Digital Engineer, Literature Review

Data Storage – Introduction

Download in PDF: Data Storage – Introduction

  1. Fuente. Storage101x Introduction to Data Storage and Management Technologies (Copia Textual – Literature Review).
    1. Enterprise IT Infrastructure Components
    2. Server-Storage Connectivity: Direct Attached Storage
    3. Server-Storage Connectivity: Networked Storage
    4. Data Center

IT infrastructure. An enterprise IT infrastructure has three key components – compute, network, and storage. Compute refers to the computer systems or servers on which applications are hosted. These applications could be business applications, database applications, email applications, or mobile apps.

Network refers to the network components, such as switches, routers, and cables. Servers connect to an IP-based network, which allows them to communicate with one another. Clients also connect to a network, which allows them to communicate with the servers and use these applications. Storage refers to the persistent storage devices on which an enterprise stores application data. When storage is directly connected to a server, it is called as direct attached storage or DAS

…A main disadvantage of DAS is that it is inconvenient to transfer data over a network. Other servers in the environment can only access a storage device by going through the server to which the storage device is connected.

One other challenge with DAS is that of storage utilization. For example, the storage device connected to a file server may be more heavily utilized than the storage device that is connected to an email server. There may come a time when the file server may start running short of space. In this case, more drives would have to be added to the DAS of the file server, even though there may be unused capacity on the DAS of the email server. Another challenge with the DAS environment is that of data loss. Each server is a single point of failure. If the server goes down, and the backup of the data of the DAS of that server has not been taken, then a huge amount of data may be lost. Taking backups of each DAS device in the environment involves a lot of time and effort.

In networked storage, a storage device is separated from a server. A server connects to a storage device over a network called as a storage network. In networked storage, a single storage device can be shared between multiple servers. These servers connect to the same storage device over a storage network.

The network may be a dedicated storage area network that uses the FC protocol. Such a network requires special network adapters, switches, and cables, and may be quite expensive to build.
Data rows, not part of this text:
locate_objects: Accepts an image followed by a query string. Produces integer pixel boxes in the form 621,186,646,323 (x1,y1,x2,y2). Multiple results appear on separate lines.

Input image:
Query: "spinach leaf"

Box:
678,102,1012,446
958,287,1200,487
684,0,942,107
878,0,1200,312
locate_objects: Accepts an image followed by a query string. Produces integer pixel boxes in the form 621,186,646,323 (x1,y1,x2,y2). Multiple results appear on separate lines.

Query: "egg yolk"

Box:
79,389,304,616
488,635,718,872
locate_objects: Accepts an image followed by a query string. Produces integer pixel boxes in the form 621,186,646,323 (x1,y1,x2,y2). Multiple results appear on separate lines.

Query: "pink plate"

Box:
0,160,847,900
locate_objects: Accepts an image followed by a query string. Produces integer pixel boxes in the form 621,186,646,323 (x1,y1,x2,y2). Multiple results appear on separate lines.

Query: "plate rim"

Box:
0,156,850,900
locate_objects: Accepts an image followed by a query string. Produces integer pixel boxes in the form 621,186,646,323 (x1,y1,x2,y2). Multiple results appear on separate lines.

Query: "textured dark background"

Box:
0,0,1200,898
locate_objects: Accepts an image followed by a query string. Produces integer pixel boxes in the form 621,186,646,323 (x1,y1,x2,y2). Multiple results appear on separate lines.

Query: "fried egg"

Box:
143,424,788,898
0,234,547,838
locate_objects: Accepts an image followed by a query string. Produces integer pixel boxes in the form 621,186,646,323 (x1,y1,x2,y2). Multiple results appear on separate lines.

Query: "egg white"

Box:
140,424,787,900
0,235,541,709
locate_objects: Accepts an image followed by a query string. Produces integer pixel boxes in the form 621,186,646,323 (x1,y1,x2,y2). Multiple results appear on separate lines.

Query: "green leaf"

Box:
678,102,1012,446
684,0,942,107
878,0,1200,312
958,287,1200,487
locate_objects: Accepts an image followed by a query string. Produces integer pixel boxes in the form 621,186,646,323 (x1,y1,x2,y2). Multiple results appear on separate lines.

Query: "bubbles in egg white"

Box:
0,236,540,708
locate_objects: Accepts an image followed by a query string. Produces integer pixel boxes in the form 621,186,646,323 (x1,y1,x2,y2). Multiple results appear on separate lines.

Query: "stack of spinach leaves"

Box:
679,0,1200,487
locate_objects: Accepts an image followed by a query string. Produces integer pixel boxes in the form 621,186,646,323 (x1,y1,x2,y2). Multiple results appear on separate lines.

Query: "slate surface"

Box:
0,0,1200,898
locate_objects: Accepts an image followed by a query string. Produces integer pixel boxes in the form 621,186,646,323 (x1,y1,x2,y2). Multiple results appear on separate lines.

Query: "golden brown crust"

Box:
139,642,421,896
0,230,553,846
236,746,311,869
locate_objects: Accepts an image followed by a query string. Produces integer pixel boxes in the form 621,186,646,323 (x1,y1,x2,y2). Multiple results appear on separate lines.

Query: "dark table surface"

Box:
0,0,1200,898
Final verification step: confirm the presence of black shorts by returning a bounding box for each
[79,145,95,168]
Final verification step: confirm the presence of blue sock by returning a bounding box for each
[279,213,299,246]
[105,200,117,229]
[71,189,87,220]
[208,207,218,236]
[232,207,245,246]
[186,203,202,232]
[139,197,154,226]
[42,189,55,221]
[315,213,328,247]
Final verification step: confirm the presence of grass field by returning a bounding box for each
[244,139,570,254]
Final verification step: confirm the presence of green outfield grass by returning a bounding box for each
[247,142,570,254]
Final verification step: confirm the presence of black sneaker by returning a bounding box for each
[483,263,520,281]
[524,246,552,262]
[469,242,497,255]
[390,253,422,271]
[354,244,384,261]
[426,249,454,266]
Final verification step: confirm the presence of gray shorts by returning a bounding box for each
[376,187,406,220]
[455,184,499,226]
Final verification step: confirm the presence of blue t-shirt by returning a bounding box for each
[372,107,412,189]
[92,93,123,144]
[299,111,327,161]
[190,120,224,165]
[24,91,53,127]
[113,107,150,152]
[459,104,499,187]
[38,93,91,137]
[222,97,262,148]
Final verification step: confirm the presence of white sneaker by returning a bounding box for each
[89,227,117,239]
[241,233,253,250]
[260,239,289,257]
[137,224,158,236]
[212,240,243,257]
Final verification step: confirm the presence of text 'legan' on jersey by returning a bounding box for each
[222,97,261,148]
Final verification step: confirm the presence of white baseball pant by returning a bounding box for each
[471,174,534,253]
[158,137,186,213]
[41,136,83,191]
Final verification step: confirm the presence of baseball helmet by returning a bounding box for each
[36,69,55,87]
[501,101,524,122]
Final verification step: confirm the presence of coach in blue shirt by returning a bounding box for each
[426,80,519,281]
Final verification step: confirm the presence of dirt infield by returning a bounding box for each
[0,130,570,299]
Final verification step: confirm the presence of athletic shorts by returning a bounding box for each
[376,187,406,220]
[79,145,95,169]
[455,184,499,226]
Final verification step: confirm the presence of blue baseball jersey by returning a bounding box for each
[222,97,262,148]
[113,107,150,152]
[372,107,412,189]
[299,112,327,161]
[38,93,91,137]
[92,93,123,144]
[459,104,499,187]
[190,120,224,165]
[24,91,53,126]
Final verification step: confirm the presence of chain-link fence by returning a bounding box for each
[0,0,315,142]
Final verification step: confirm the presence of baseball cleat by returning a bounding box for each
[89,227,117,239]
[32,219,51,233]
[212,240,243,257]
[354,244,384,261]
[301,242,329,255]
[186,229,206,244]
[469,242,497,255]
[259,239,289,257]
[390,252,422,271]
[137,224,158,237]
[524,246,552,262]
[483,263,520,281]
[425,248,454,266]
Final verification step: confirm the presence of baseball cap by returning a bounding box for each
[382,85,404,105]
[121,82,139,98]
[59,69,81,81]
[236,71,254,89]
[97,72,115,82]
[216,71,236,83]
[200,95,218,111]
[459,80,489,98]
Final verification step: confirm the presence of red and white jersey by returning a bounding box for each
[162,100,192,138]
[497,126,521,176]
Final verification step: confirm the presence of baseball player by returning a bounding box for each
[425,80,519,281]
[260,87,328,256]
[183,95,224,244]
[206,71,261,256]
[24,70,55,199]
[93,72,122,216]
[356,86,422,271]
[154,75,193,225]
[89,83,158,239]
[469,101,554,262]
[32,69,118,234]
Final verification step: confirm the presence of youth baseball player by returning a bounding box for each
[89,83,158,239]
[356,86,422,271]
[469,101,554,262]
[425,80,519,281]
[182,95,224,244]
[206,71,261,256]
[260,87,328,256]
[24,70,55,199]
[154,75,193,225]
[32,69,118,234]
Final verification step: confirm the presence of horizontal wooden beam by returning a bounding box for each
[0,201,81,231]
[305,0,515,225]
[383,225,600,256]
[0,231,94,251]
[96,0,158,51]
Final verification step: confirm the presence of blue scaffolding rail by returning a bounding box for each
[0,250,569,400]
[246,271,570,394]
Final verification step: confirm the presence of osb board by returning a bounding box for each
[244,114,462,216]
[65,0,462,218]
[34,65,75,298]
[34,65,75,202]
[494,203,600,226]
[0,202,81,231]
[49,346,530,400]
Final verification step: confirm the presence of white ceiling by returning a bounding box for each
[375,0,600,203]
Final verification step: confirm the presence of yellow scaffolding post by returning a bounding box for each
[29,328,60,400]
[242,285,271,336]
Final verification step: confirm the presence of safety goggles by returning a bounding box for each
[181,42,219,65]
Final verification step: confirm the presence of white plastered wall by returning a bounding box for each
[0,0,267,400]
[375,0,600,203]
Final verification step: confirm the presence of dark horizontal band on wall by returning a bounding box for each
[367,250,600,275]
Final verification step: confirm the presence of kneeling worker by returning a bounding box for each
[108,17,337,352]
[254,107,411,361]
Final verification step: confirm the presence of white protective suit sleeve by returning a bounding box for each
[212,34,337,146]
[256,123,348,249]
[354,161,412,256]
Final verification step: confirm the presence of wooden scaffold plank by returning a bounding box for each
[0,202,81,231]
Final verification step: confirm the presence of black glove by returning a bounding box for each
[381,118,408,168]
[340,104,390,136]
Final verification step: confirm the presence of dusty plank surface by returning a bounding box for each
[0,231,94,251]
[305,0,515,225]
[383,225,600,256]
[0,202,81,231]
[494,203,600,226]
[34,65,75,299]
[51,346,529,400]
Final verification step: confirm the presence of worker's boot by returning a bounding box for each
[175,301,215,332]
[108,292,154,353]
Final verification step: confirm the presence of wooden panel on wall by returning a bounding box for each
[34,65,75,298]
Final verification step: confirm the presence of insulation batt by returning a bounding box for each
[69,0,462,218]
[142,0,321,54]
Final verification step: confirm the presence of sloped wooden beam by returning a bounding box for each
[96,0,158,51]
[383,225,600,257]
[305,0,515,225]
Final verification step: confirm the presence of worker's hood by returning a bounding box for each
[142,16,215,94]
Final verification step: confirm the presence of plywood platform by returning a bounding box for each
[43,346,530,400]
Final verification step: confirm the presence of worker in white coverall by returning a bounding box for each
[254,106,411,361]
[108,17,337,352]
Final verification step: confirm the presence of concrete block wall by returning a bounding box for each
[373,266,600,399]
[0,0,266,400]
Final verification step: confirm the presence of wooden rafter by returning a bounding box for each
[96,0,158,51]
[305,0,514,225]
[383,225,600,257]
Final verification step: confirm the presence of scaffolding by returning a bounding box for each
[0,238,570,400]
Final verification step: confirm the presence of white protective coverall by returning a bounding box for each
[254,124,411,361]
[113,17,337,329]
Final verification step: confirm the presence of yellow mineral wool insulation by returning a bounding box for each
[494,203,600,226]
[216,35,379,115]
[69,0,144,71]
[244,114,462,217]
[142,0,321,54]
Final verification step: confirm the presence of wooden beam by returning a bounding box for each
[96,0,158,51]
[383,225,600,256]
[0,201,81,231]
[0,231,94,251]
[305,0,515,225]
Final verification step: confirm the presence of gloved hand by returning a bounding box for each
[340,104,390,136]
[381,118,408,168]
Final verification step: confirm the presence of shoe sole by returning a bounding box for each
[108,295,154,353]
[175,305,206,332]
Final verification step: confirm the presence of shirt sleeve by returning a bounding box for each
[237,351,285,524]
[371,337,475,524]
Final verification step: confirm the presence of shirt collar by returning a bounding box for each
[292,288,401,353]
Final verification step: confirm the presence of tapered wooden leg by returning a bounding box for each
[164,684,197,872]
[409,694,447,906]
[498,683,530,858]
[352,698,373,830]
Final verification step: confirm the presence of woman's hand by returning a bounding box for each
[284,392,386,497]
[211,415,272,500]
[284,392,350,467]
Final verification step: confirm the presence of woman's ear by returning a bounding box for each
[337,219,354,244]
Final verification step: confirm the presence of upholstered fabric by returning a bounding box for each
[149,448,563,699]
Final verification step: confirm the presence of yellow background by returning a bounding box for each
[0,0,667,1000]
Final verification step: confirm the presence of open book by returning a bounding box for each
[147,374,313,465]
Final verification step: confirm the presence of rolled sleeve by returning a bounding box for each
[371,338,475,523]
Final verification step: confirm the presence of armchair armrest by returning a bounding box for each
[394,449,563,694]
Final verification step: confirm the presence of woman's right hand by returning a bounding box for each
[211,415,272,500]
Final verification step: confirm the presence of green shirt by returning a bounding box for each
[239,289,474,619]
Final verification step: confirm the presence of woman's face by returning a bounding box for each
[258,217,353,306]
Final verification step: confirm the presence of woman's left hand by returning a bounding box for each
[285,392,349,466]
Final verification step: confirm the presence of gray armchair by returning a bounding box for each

On the other hand, the network may be an IP-based network, such as an enterprise Ethernet, which is less expensive to deploy. The data is stored centrally on shared storage and so it is easier to manage and backup.

  1. Fuente. Storage101x Introduction to Data Storage and Management Technologies
    1. Virtualization Overview
    2. Server Virtualization
    3. Network Virtualization
    4. Storage Virtualization


Virtualization is the process of using software to abstract a physical device, and create a logical or non-physical version of that physical device. This logical resource or a virtual resource is accessed and used as if it were physical resource. In the context of this course, we will primarily focus on server virtualization, network virtualization, and storage virtualization.

A non-virtualized environment may have considerable capital expenditure as well as operational expenditure. So what is server virtualization? It is a virtualization technology that enables multiple operating systems to be installed and run simultaneously on the same physical server. Server virtualization enables the creation of virtual servers on the same physical server. This virtual server is also called a virtual machine or a VM. Each VM can have a different operating system and applications installed on it. Multiple virtual machines can be running at the same time on the same physical server. In this way it is virtually possible to run multiple operating systems simultaneously on the same physical server….Server virtualization is achieved through a software called hypervisor. The hypervisor is installed on the server hardware and enables a user to create virtual machines.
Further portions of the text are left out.